Protecting Personally Identifiable Information (PII) is the intrinsic goal of Governance, Risk, and Compliance (GRC) frameworks. At its ideological best, when defined, implemented, and operating effectively, these frameworks allow influential stakeholders to implement institutional processes where impactful, beneficial decision-making can be performed. However, the dynamic stakeholder landscapes of many technology-driven industries can create incentives for bad actors–resulting in a new landscape that requires new GRC rules.

This talk will explore the state of healthcare management in the context of data stewardship with private and public stakeholders driving how principles of GRC are operationalized and implemented. Drawing on publicly disclosed cases and anecdotal references, the talk explores the critical ethical and systemic failures that occur when the current GRC framework is misused against the stakeholder to meet sometimes less than ethical business goals. While regulations like HIPAA and FERPA exist to prevent misuse, loopholes and deliberate data tampering continue to pose significant threats, particularly to vulnerable populations and minors.

We will examine the lifecycle of a PII breach in the contexts of several industries and investigate the true effectiveness of privacy safeguards when, in many situations, the only defense for a data subject is user-interface icon (opt-out button). Attendees will learn the lifecycle of a data object in several industries and identify new points of contact in which enhanced accountability and traceability could be applied to mitigate risk.

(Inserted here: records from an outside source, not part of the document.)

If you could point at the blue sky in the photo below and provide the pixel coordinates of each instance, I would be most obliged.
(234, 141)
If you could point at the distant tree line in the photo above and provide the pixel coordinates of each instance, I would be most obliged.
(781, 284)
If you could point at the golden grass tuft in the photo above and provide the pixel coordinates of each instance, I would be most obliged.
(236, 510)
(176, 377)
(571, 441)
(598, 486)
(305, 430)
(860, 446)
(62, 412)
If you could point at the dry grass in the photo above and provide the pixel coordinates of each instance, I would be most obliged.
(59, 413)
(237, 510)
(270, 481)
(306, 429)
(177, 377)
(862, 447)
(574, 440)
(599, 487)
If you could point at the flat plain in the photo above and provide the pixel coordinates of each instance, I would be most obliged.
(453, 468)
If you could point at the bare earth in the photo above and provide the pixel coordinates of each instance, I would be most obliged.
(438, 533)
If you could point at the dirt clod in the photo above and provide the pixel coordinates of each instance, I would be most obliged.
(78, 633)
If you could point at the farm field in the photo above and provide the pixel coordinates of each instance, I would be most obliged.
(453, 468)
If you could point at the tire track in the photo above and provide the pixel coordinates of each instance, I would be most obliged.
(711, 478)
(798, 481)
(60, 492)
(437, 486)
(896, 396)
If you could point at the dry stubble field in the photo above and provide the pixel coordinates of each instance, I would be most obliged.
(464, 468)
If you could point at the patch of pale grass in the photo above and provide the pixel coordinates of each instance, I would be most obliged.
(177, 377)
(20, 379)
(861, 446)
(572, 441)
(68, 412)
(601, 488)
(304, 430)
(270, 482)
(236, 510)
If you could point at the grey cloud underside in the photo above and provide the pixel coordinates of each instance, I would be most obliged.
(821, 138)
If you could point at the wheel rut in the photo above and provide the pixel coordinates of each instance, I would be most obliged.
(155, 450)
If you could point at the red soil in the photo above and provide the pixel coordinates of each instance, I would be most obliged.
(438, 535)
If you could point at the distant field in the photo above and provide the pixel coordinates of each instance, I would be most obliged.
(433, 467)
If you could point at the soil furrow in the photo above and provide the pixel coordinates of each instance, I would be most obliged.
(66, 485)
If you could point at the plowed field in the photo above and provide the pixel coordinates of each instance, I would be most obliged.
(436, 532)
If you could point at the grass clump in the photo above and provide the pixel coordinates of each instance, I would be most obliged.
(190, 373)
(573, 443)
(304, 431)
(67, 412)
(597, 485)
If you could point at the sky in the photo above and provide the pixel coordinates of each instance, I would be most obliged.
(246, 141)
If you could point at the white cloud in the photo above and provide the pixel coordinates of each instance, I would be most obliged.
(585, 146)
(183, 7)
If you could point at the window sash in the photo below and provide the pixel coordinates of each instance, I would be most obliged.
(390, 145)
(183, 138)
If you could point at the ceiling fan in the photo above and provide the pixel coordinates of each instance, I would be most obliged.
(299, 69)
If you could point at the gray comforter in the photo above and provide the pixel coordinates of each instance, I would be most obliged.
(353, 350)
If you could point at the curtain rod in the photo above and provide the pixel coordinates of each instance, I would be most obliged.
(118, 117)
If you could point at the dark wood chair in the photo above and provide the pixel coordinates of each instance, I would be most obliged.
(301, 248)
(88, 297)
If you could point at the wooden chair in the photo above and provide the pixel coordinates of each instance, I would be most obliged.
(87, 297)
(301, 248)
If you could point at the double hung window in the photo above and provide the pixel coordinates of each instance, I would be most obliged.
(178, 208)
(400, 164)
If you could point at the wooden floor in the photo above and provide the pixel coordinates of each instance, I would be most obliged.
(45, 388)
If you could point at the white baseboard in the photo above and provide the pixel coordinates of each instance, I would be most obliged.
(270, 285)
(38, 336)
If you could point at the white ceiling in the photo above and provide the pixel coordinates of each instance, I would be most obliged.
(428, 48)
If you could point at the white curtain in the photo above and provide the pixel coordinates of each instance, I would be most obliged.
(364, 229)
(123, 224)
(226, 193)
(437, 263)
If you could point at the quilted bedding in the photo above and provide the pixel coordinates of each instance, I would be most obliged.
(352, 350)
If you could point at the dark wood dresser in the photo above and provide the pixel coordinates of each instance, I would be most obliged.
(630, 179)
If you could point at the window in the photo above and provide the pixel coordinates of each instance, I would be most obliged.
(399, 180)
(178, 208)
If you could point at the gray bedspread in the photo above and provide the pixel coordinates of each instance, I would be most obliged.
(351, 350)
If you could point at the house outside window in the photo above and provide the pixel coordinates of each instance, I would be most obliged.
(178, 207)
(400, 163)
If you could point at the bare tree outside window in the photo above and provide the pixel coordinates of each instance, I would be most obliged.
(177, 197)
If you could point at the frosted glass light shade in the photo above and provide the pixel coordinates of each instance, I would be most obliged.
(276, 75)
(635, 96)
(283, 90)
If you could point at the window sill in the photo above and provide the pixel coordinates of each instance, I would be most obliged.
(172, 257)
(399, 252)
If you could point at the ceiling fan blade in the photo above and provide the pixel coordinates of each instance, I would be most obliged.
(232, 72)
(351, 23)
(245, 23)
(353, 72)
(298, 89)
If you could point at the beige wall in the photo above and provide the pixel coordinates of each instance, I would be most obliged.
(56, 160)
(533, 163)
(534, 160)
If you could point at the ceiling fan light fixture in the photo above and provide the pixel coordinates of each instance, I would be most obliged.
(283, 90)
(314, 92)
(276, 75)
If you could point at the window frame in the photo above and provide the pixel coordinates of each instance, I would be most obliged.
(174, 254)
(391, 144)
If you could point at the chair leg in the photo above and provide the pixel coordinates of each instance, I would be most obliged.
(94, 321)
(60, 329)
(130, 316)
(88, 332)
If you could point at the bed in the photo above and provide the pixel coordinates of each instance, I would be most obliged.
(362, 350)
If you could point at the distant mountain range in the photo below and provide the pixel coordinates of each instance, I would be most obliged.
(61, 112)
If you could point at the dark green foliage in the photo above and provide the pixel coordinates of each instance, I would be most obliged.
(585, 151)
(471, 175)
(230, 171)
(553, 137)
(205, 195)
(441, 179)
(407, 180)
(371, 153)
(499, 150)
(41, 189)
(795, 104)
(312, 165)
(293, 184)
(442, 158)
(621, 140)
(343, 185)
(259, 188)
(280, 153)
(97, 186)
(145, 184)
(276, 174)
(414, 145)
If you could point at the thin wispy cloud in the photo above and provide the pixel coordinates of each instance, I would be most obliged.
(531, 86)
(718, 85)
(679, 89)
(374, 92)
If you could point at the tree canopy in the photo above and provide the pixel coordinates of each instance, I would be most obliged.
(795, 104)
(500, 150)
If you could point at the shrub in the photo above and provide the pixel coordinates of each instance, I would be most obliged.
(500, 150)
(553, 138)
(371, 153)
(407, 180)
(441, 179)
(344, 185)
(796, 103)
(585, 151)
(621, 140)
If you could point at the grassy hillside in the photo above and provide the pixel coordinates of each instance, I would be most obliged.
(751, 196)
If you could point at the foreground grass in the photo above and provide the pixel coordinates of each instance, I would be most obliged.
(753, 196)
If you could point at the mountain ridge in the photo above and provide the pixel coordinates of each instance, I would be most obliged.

The talk will center around GRC-oriented proposed five pillars for modern data stewardship:

• Stakeholder Disclosure: Mandatory, granular clarity on who is interacting with subject data.
• Data Sharing & Data Buying Policies: Moving toward full public transparency that extends beyond current FOIA limitations for specific use cases.
• Indicators of Compromise / Indicators of Sabotage: Establishing technical signatures for data integrity violations to detect when data integrity has been compromised.
• Public Service Announcement of Geographic Regulations: Ensuring users understand how their rights shift across borders.
• Public Service Announcement of Legal Repercussions & Reparations: Defining clear paths for restorative actions when data stewardship fails.

Attendees will come away from the talk with a greater understanding of how data is used in systems and identify potential breach points–vital understandings for technical and business practitioners alike. They will also learn about current GRC laws used in industry and receive a historical overview of data security and privacy violations–all perspectives that should influence attendees’ opinions on how data is ‘GRCed’ going forward.